Elles furent rendues et le soir nous étions à Moulin.

Il fallait changer de voie et prendre d’autres billets. Je plaçai les deux femmes dans un coin, les bébés étant protégés par les murs et me lançai dans la mêlée à l’assaut du guichet. Il fallait jouer des coudes, je n’avançais pas : quand un vieux galonné cria aux autres : « Laissez donc passer la petite demoiselle, elle voudrait son billet ». Grâce à lui, la petite demoiselle, qui ne l’était plus, fut servie et revenant prendre ses bébés, on les hissa dans des wagons de troupiers. Il n’y avait qu’eux, 1e 2e 3e classes, tout était semblable. Toute la nuit nous roulâmes, mais, dans la matinée du lendemain, je longeais les lumineuses plaines de la Garonne, éclairées d’un joli soleil. À Castelsarrasin, je trouvai une voiture et trois heures après, j’apercevais sur sa montagne élevée le château de Marsac, vieille citadelle grise, un nid d’aigles…
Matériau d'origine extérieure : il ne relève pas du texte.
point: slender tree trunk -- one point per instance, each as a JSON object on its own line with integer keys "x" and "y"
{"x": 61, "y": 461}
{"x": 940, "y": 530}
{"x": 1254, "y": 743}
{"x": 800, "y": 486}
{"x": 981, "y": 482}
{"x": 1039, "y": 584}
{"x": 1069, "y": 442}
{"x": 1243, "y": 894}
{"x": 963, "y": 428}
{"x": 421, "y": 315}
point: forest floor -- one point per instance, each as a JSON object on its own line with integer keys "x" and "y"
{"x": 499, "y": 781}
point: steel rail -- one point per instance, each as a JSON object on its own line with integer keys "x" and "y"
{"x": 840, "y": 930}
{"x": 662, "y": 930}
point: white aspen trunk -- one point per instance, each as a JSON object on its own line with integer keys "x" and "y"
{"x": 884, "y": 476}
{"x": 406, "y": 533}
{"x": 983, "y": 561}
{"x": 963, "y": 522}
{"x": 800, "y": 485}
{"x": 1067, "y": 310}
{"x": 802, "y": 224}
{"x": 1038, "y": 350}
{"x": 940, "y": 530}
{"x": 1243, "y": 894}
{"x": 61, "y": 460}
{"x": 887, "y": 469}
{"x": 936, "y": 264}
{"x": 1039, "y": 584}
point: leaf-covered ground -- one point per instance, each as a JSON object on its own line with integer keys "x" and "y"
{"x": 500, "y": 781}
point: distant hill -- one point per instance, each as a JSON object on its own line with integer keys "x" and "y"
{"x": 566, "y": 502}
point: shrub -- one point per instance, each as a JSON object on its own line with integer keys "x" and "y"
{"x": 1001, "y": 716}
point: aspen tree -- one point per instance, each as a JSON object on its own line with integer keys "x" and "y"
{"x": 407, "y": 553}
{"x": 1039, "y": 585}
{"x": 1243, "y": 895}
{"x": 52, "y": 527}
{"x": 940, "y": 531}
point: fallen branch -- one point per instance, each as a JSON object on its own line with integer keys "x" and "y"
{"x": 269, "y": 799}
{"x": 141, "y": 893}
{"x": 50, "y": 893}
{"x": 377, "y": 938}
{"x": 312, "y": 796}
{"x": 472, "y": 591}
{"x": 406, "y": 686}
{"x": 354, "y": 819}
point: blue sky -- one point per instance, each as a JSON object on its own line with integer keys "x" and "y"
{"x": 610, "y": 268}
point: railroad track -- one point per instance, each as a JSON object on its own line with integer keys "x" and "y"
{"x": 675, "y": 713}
Des fenêtres, on avait vu une voiture. On se demandait : Qui passe là ? une voiture ? des malles ? des gens fuyant les Prussiens ?

Mais quand le véhicule tourna, prenant la montée du château, l’intérêt redoubla… Il n’y a pas tous les jours pareille distraction à Marsac ; aussi tout le monde était rassemblé à la porte, sur le perron, pour voir le phénomène qui, sans doute, allait sortir de l’équipage mystérieux.
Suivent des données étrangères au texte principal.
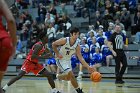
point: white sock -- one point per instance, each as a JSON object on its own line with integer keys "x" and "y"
{"x": 5, "y": 87}
{"x": 54, "y": 90}
{"x": 77, "y": 88}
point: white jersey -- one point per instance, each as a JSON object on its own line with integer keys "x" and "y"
{"x": 67, "y": 51}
J’avais pu à travers le luxe brésilien de mon premier voyage, étudier le caractère méridional[1], aussi je cherchai à me mettre au diapason. Alors, devant cette famille qui m’était à peu près inconnue, je bondis de la voiture et criait bien haut : « Bonjour cousin[2], voulez-vous de moi ? » (J’avais bien écrit, mais la lettre arriva huit jours après moi. Je n’en avais mis que trois pour faire le voyage.) J’eus un succès bœuf ; vingt bras se tendirent, me portèrent plutôt… « Eh, c’est la femme d’Henry. Elle a vu les Prussiens… Eh ! c’est les petits d’Henry. Oh ! les pôvres, comme ils sont noirs ». De fait les robes de piqué blanc en partant de Dijon avaient singulièrement changé de couleur dans les trois jours de voyage. On m’installa

  1. La vicomtesse de Malartic fait allusion à son séjour au château de Castelnau d’Estrétefonds, à 20 km au nord de Toulouse, chez ses cousins de Cambolas En fait, encore les cousins de son mari, la famille d’Hippolyte de Cambolas. Les parents d’Hippolyte : Alexandre de Cambolas (1783-1858) et Eugénie de Vignes de Puylaroque (1794-<1854) et les grands-parents maternels d’Henri de Maurès de Malartic : Philippe de Vignes de Puylaroque (1793-1853) et Élisabeth de Cambolas (1789-1852) étaient frères et sœurs. Les Maurès de Malartic, jeunes mariés, s’y rendirent pour la réception somptueuse donnée dans le château, après le mariage d’Hippolyte de Cambolas avec Francisca de Souza de Resende, une brésilienne de haute noblesse le 15 juin 1865 à Paris (8e), donc probablement vers le 17 juin 1868, alors que la vicomtesse, jeune mariée, attendait son premier enfant, né le 24 juillet. (voir : « Les châtelains de Castelnau d’Estrétefonds au XIXe siècle », par le marquis de Cambolas, dans « Archistra » septembre 1983.)
  2. Louis de Reversat de Marsac (1837-1870), à 33ans, reçoit la vicomtesse ; son père, Victor de Marsac, est décédé au printemps, le 22 avril, à 85 ans. Sa grand-mère paternelle est Françoise de Vignes de Puylaroque (1750-1830), sœur de l’arrière-grand-père (François Régis de Vignes de Puylaroque) du mari de la vicomtesse.